Bill Rasmussen não é um nome conhecido no Brasil — mas deveria ser.

Foi ele quem teve a ideia de transmitir esportes 24 horas por dia, todos os dias. Décadas depois, o USA Today o chamaria de “o pai da televisão esportiva”. 

Rasmussen, fundador da ESPN, morreu ontem aos 93 anos, deixando como legado o modelo de negócios que hoje sustenta qualquer canal, perfil ou transmissão que trata esporte como companhia constante, e não como evento pontual.

Se hoje existe uma potência como a CazéTV — cobrindo jogo, treino, bastidor e opinião sem parar — é porque essa lógica foi validada décadas atrás num mercado que ainda não acreditava nela.

A ideia nasceu de necessidade, não de estratégia. Em 1978, recém-demitido do departamento de comunicação de um time de hóquei americano, Rasmussen discutia com o filho Scott o que fazer com um horário de satélite que os dois tinham comprado.

Da conversa nasceu a pergunta que se tornaria negócio: por que não um canal só de esporte, ligado o tempo inteiro?

Ele resumiria a ideia, muitos anos depois, numa frase que parece óbvia hoje e que, na época, era insana:

“Sports don’t stop at 6 o’clock.”

Esportes não param às 6 da tarde.

O salto mais disruptivo de Rasmussen não foi só manter uma câmera ligada 24 horas. Foi entender que esporte podia funcionar como coteúndo constante.

O programa que abriu a emissora foi o SportsCenter, hoje uma das marcas mais consagradas do jornalismo esportivo mundial. Desde o primeiro dia, ia além da transmissão de jogos: trazia resultados, bastidores, análise e serviço todos os dias, houvesse ou não partida. Criou o hábito de acompanhar o esporte como se acompanha o noticiário. Jornalismo esportivo em escala industrial, décadas antes da multiplicação de rádios e emissoras all-sports, podcasts e canais do YouTube.

Rasmussen fez essa aposta sem dinheiro, sem crédito no mercado e sem plano B: tirou um adiantamento de US$ 9 mil no próprio cartão de crédito para garantir espaço num satélite. Convenceu a Anheuser-Busch, dona da Budweiser e hoje parte da AB InBev, a fechar um contrato de publicidade recorde para a época, apostando que um público de nicho, fiel, valia mais do que uma audiência de massa dispersa.

Em 2026, a ESPN está presente em mais de 60 países, em todos os continentes, e vale cerca de US$ 30 bilhões. Nasceu de um cartão de crédito estourado e de uma ideia que ninguém queria financiar.

Ele criou a categoria. Não foi ele quem lucrou com ela. Menos de um ano depois de colocar a ideia no ar, foi afastado da própria empresa pelo novo controlador.

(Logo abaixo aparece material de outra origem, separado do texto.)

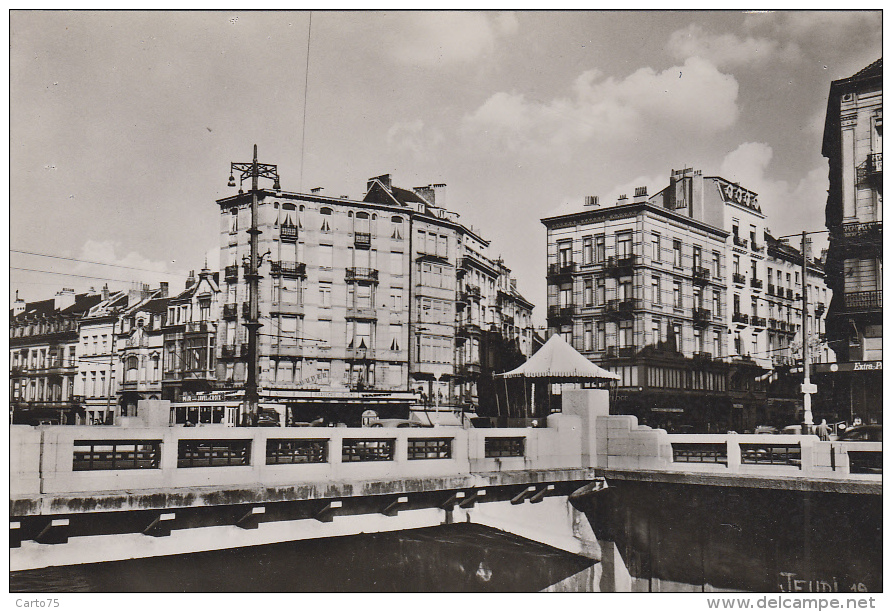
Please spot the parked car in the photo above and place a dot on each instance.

Rasmussen deixou a função operacional na ESPN em outubro de 1980. Depois disso, atuou como consultor de detentores de direitos esportivos e de empresas de mídia, participou de outros empreendimentos ligados a esporte e comunicação, e passou a dar palestras contando a própria história, que também registrou em livro, no “Sports Junkies Rejoice: The Birth of ESPN”.

Anos depois, em entrevista à Forbes, resumiu como via a própria trajetória, sem qualquer amargura:

“Quanto mais você trabalha, mais sorte você tem. Esse tem sido meu mantra pra sempre.”

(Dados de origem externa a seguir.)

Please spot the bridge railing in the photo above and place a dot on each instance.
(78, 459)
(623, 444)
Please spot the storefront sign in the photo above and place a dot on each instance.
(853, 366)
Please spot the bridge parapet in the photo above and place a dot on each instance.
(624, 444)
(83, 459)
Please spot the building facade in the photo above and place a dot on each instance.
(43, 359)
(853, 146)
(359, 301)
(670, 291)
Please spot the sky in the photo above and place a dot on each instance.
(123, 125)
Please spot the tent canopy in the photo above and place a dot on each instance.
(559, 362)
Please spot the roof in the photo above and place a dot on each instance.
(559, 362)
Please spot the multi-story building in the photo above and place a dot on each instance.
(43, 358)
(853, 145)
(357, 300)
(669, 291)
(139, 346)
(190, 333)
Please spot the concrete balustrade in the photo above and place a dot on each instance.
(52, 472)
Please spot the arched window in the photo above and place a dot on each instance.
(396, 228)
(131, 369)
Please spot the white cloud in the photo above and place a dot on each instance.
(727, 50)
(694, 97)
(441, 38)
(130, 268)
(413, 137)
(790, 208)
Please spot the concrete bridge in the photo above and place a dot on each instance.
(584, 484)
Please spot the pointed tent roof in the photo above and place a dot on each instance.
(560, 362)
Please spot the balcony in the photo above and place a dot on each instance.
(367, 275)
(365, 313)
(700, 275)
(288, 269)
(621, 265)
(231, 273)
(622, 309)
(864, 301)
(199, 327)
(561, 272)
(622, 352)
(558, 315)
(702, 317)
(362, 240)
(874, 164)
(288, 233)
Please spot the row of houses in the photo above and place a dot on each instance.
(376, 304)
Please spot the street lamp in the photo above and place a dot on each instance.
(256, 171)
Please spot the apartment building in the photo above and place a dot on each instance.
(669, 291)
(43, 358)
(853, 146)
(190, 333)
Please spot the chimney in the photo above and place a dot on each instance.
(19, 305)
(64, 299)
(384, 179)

Chris Berman, âncora histórico da emissora que Rasmussen fundou, resumiu o temperamento dele numa frase que também serve de retrato:

“Ele não era do tipo que vê o copo meio cheio. O dele estava sempre cheio até transbordar de otimismo.”

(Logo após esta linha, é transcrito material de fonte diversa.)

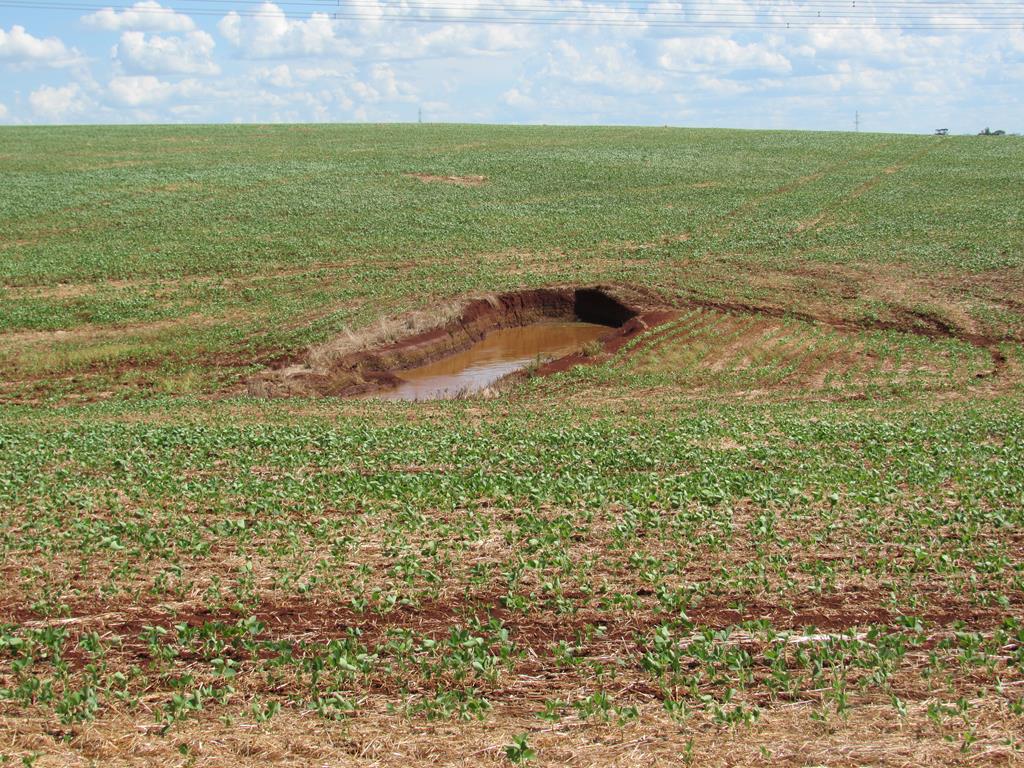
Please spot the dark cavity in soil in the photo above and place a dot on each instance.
(491, 337)
(498, 354)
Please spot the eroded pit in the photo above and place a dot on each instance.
(467, 346)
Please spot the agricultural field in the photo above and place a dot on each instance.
(781, 525)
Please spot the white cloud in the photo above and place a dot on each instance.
(611, 67)
(18, 47)
(140, 90)
(57, 104)
(719, 54)
(517, 98)
(269, 34)
(190, 53)
(146, 15)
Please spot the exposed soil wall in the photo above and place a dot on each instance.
(365, 371)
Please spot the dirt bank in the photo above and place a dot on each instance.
(353, 365)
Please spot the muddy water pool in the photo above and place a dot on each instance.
(498, 354)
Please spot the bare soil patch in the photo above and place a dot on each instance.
(359, 364)
(467, 180)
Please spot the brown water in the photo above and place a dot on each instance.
(498, 354)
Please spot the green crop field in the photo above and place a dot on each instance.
(785, 526)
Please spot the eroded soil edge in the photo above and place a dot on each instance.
(356, 365)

Ele não inventou o rádio, não inventou a TV por assinatura, não inventou o streaming nem o YouTube. Mas inventou a lógica que sustenta rádios esportivas, canais de TV all-sports, plataformas de streaming e canais de criadores dedicados ao esporte, cada um na sua tecnologia, todos respondendo, à sua maneira, a uma pergunta que ele fez primeiro.